Sentence Boundary Detection
What it is
Sentence boundary detection (or sentence segmentation) identifies where sentences begin and end in text. While simple in theory (split on periods), it’s complex in practice due to periods in abbreviations (“U.S.A.”, “Dr.”), decimal numbers (“3.14”), URLs, and abbreviations at sentence ends. Most NLP pipelines include sentence detection as a preprocessing step.
[illustrate: Text with ambiguous periods; marked sentence boundaries; examples of tricky cases (abbreviations, decimals, etc.)]
How it works
-
Rule-based approaches:
- Simple: Split on
[.!?]followed by space and capital letter - Better: Maintain list of common abbreviations; context-aware rules
- Simple: Split on
-
Statistical approaches:
- Train classifier (SVM, MaxEnt) on context features around punctuation
- Features: token before/after period, capitalization, abbreviation lists
-
Neural approaches:
- Encode text with BERT or BiLSTM
- Classify each period/punctuation as sentence boundary or not
- More robust to abbreviations and edge cases
Example
Text: "Dr. Smith went to the U.S.A. He saw it."
Rule-based (naive):
Sentence 1: "Dr."
Sentence 2: "Smith went to the U.S.A."
Sentence 3: "He saw it." ← Wrong!
Rule-based (with abbreviations):
Sentence 1: "Dr. Smith went to the U.S.A."
Sentence 2: "He saw it." ← Correct!
Tricky cases:
- "I have 3.14 apples. You have none." → 2 sentences (decimal point)

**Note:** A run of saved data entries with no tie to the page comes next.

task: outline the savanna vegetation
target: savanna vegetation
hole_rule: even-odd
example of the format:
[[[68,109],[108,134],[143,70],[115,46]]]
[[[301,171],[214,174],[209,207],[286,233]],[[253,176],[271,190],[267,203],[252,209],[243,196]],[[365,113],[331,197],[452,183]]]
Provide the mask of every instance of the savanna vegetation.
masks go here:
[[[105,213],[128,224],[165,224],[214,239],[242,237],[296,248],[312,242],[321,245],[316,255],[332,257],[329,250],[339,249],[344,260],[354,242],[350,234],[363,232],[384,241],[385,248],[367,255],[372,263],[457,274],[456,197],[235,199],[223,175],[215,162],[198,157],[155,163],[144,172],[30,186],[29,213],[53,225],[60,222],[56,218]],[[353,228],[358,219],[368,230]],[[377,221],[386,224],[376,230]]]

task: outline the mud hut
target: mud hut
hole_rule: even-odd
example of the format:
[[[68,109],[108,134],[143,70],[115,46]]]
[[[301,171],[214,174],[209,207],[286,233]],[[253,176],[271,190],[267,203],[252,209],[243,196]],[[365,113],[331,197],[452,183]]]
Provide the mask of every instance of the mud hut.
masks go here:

- "Visit http://example.com. It's great." → 2 sentences (URL)
- "The U.K., U.S., and France met." → 1 sentence (abbreviations in list)
Variants and history
Early NLP relied on simple heuristics. PUNKT (Kiss & Strunk, 2006) unsupervised sentence splitter became widely adopted via NLTK. Neural sentence segmentation (bidirectional context) improved on ambiguous cases. Domain-specific models needed for medical text, code comments, etc. Modern toolkits (spaCy, CoreNLP) provide robust sentence detection.
When to use it
Use sentence boundary detection for:
- Text preprocessing pipeline startup
- Parallel sentence extraction for machine translation
- Sentence-level analysis (sentiment per sentence)
- Document structure understanding
- Any task requiring sentence tokens
Sentence detection is usually a preliminary step. Most modern NLP frameworks handle it transparently.